The next I knew the mood had soured and they couldn't stand the sight of Chebukati.

I guess that's what happens when you keep people cooped in a hall without food or water, and only feed them with songs.

Then the music stopped and TV cameras beamed live images from the Serena Hotel. "There is a reason we're here, not at the Bomas," Chebukati's deputy, a fair lady with the musical name, Che-re-ra, cooed on Monday evening.

Che-re-ra and her colleagues appeared serene and fresh for folks who had been trekking most of the day. Che-re-ra said she wasn't going to field questions, although she had invited scribes to the hotel.
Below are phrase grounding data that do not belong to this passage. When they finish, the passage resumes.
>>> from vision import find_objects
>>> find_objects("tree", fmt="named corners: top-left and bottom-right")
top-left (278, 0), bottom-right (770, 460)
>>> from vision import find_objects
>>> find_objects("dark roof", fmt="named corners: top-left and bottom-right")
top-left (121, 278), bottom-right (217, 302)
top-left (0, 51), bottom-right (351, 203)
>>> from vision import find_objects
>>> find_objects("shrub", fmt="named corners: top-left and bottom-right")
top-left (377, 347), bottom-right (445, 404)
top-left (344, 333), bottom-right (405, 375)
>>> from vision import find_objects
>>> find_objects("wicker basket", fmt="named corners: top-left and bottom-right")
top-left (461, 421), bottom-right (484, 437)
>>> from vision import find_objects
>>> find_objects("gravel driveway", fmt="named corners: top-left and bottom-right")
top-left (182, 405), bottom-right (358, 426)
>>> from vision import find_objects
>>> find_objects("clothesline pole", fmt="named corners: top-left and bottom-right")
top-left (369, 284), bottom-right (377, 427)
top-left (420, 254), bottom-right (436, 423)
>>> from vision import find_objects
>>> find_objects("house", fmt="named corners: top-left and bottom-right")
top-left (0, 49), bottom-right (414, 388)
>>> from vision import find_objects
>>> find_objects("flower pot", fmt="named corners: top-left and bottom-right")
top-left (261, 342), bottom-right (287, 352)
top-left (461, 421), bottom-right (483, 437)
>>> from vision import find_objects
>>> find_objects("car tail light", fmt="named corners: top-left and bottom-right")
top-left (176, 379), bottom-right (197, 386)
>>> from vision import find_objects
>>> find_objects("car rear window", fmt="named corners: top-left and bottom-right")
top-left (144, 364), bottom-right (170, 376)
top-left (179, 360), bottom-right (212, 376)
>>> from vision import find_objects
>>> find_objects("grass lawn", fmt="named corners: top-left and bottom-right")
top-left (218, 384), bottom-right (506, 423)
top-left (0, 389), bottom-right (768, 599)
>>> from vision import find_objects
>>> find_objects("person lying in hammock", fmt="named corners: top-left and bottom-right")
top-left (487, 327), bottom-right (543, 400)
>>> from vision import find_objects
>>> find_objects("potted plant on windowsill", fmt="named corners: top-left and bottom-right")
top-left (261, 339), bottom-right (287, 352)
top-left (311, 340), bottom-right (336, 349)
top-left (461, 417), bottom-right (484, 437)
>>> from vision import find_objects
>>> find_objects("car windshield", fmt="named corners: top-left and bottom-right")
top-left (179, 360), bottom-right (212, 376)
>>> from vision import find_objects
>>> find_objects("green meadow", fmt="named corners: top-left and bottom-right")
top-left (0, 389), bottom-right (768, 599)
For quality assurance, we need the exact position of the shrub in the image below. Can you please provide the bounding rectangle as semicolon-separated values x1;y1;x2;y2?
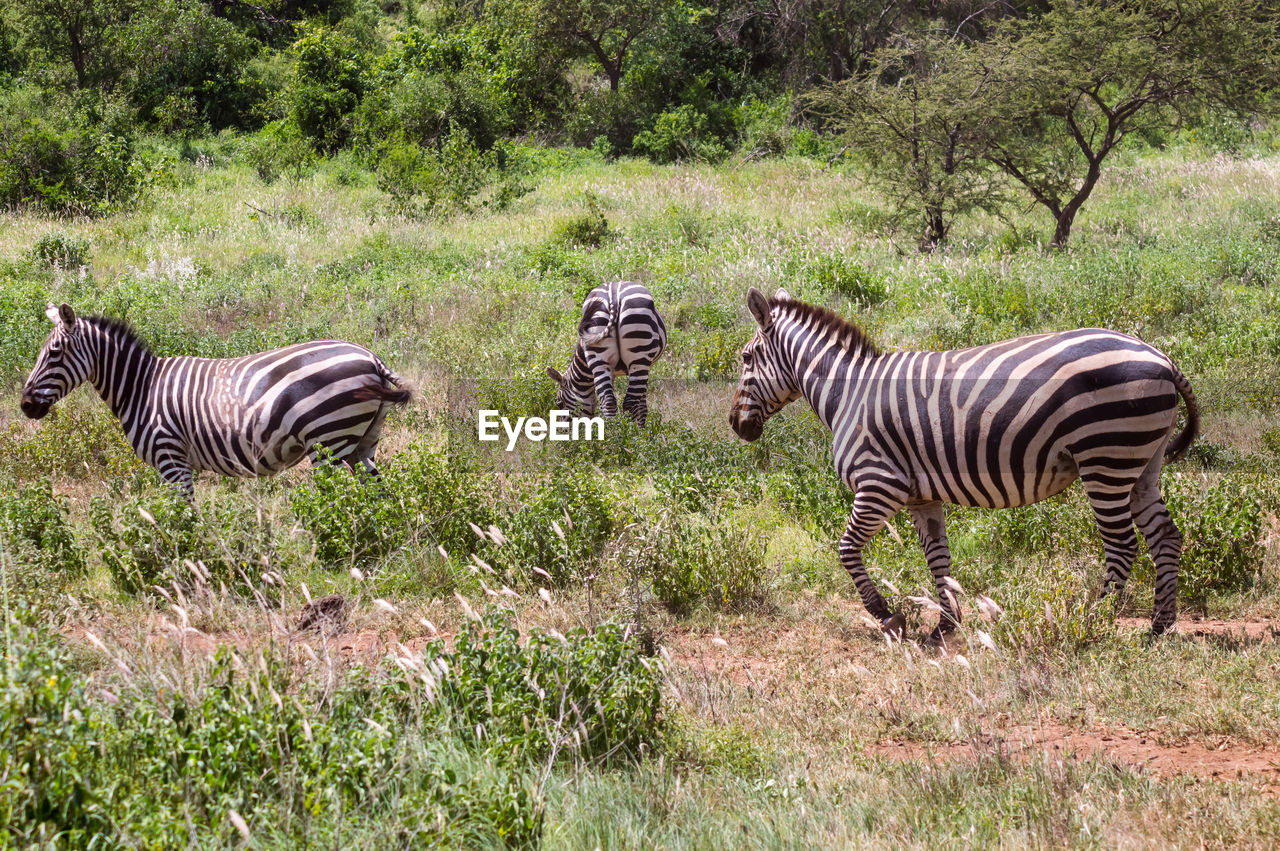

All she had to say was that she and her colleagues were not "taking ownership" of the results declared by their boss at Bomas. They were his numbers, not theirs, apparently because he had been cooking them all day. More details would be coming soon, she said.

The following day, Che-re-ra and her colleagues returned to the same venue. Her serene face came to the fore. I promised I'd be back, and here I am, she said with a hint of a smile. She went on. This is paraphrase.

We said we don't take ownership of the results declared by our boss, she started.

What Wafula Chebukati declared is a mathematical absurdity because the totals come to 100.01 per cent. And in a poll that close, the said 0.01 per cent would come to 142,000. That's enough to tilt an outcome. And so on and so forth...

It's suspected Che-re-ra & Co cooked their own figures overnight, using baking powder to inflate 1,420 to 142,000. And since the only math I understand relates to money, I have no way of making sense of the now famous "Chereramatics."

But if Che-re-ra claims numbers can lie, and offers a sample of her own deceptive figures, then it is a good thing Chebukati did not seek her advice in the tallying process.

Yet, Che-re-ra's contrarian posturing should not be dismissed as much ado about nothing.

There is something she and her colleagues are trying to say, but they don't have the language to express it. Certainly not in the 'mazematical' formulas that they used to work out their own tallies.

And if the process is as important as the results, then Che-re-ra's chants merit a bit of attention, to use a much-abused legal exhortation, for the avoidance of doubt.